The group hopes to capitalise on Theresa May’s wafer-thin parliamentary majority by putting forward an amendment to upcoming legislation, a strategy which has proved successful on backbench campaigns such as allowing women in Northern Ireland to access abortions on the English NHS.

“The arithmetic of this parliament is such that it is easier, they can’t just brazen through in the way that previous governments would have been able to,” said Ms Swinson, a former minister in the coalition government.

She told an event in Westminster: ”If parliament was more reflective of society in terms of gender and race and disability and class and all of these different characteristics where it is currently far too homogenous, we would have a parliament that would be more legitimate in the eyes of the public.

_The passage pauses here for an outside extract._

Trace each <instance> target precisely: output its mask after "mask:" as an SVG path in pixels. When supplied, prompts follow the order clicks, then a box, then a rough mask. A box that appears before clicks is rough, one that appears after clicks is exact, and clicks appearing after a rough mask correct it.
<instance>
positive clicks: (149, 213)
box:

“I think part of that legitimacy would just be how it would look when you turned on the television or you opened a newspaper, it would look more like the Britain we live in, and it doesn’t currently.”

Ms Morgan, who chairs the Treasury committee, said gender pay gap reporting “concentrates minds” and could be successfully applied to political parties.

Asked why the government has been slow to enact the legislation, she said: ”I don’t know what the blockage is. I don’t think it’s necessarily a disagreement with it overall, I think there is definitely a lack of time.

“But given what we are doing at the moment... I can think of far more productive things we could be doing that hanging about waiting for Brexit deals and everything else.

“I think there is also a sort of, ‘Oh well is it for government or parliament to tell parties what to do?’ and that’s true up to a point.

“But on the other hand we are telling companies of all sizes and organisations that they need to publish gender pay, so I think we have breached that now.”

Labour’s Ms Butler backed the calls but urged a greater focus on intersectionality, to increase the number of female BME, disabled and LGBT+ MPs.

She said: “That data should already be there because if it is not, it means the party is not really committed because if they are not monitoring, how will they know if they have improved?

“So if the parties are not collecting that data, that means they are not taking the situation seriously anyway.”

The calls are being led by the Centenary Action Group, a coalition of more than 100 women’s rights activists and politicians, which wants to capitalise on the anniversary of some women getting the vote to bring about change.

Convenor Helen Pankhurst, the great grand-daughter of the suffragette Emmeline Pankhurst, said: “The government must demand transparency in politics, in parallel to initiatives like the gender pay gap reporting requirements demanded of large companies.

“We can no longer turn a blind eye to who is being selected into office and just as importantly who is not.

“A simple way of improving representation through greater accountability is available – it just needs to be put in place by the Minister for Women and Equalities – this year, on this momentous centenary.”

The Equality Act was passed in 2010 under the Labour government but section 106 of the act, which covers transparency, has never been enacted.

A Government Equalities Office spokesperson said: “This Parliament is the most gender and LGBT diverse ever, but there is still more to do.

“The Government Equalities Office continues to work on supporting groups to participate in politics.”